Setup and Usage#

Running dependent containers and setting up environment variables#

Milvus#

curl -sfL https://raw.githubusercontent.com/milvus-io/milvus/master/scripts/standalone_embed.sh -o standalone_embed.sh

bash standalone_embed.sh start

This will start the milvus service by default on port 19530.

If using Graph-RAG, you will need to run the following container.

Graph-RAG: Neo4J#

docker run -d \
  --name neo4j \
  -p <NEO4J_PORT>:7687 \
  -e NEO4J_AUTH=<GRAPH_DB_USERNAME>/<GRAPH_DB_PASSWORD> \
  neo4j:5.26.4

ENV Setup#

Getting NVIDIA API Key#

NVIDIA_API_KEY is NVIDIA Personal Key to use LLM and Rerank and Embeddings NIMs from build.nvidia.com. This key is essential for accessing NVIDIA’s cloud services and models. Here are the steps to get the NVIDIA API Key:

Log in to https://build.nvidia.com/explore/discover.
Navigate to any NIM e.g. https://build.nvidia.com/meta/llama3-70b.
Search for Get API Key on the page and click on it.

Get API Key

Click on Generate Key.

Generate Key

Store the generated API Key securely for future use.

Now setup the environment variables depending on the type of RAG.

Vector-RAG#

export MILVUS_HOST=<MILVUS_HOST_IP> #milvus host, e.g. localhost
export MILVUS_PORT=<MILVUS_DB_PORT> #milvus port, e.g. 19530
export NVIDIA_API_KEY=<NVIDIA_API_KEY> #NVIDIA API key

Graph-RAG#

export GRAPH_DB_URI=bolt://<HOST>:<NEO4J_PORT> #neo4j uri, e.g. bolt://localhost:7687
export GRAPH_DB_USERNAME=<GRAPH_DB_USERNAME> #neo4j username, e.g. neo4j
export GRAPH_DB_PASSWORD=<GRAPH_DB_PASSWORD> #neo4j password, e.g. password
export NVIDIA_API_KEY=<NVIDIA_API_KEY> #NVIDIA API key

Using the Python Library#

The Context Aware RAG library can be used to both add and retrieve documents using python.

Setting up config file#

First create a config file to set the LLMs, prompts, and parameters at config/config.yaml. Refer to the CA RAG Configuration guide for more details.

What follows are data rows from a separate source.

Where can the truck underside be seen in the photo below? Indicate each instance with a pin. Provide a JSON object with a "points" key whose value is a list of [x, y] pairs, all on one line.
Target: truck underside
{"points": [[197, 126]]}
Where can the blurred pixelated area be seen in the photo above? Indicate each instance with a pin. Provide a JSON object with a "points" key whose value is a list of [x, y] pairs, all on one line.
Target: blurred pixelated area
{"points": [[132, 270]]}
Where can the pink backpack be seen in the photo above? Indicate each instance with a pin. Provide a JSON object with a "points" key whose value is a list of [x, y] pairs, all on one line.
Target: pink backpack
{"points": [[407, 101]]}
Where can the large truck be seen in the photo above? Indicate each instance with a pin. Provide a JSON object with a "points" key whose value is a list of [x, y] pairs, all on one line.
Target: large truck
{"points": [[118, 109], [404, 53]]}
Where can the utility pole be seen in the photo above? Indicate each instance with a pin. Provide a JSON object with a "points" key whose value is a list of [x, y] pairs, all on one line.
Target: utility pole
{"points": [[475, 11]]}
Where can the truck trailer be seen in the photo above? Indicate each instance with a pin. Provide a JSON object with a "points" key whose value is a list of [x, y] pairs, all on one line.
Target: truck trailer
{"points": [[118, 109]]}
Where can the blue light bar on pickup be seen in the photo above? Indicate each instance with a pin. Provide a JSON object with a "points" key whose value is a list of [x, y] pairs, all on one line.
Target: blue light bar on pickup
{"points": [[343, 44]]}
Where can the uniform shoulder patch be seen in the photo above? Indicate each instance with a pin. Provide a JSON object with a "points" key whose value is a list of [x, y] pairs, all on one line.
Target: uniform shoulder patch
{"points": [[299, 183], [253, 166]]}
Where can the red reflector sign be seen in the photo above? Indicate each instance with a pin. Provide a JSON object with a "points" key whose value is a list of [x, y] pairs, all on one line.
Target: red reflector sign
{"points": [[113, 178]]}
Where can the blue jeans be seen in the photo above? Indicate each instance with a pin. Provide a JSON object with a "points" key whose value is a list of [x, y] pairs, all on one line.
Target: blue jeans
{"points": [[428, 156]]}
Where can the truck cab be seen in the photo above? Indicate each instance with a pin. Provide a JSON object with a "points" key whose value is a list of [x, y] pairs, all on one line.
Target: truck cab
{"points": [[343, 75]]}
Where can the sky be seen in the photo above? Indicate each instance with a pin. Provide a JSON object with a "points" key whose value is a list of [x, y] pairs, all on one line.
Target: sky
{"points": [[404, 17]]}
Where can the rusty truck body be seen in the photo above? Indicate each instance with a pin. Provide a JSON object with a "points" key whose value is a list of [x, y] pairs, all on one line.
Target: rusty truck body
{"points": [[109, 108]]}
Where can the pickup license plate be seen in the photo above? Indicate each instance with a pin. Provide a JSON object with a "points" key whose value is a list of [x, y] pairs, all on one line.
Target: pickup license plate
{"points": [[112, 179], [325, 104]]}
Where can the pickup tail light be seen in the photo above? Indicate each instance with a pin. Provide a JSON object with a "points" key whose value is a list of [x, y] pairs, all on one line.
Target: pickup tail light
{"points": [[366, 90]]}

Here is an example of the config file:

summarization:
  enable: true
  method: "batch"
  llm:
    model: meta/llama-3.1-70b-instruct
    base_url: https://integrate.api.nvidia.com/v1
    max_tokens: 2048
    temperature: 0.2
    top_p: 0.7
  embedding:
    model: "nvidia/llama-3.2-nv-embedqa-1b-v2"
    base_url: https://integrate.api.nvidia.com/v1
  params:
    batch_size: 5
    batch_max_concurrency: 20
  prompts:
    caption: "Write a concise and clear dense caption for the provided warehouse video, focusing on irregular or hazardous events such as boxes falling, workers not wearing PPE, workers falling, workers taking photographs, workers chitchatting, forklift stuck, etc. Start and end each sentence with a time stamp."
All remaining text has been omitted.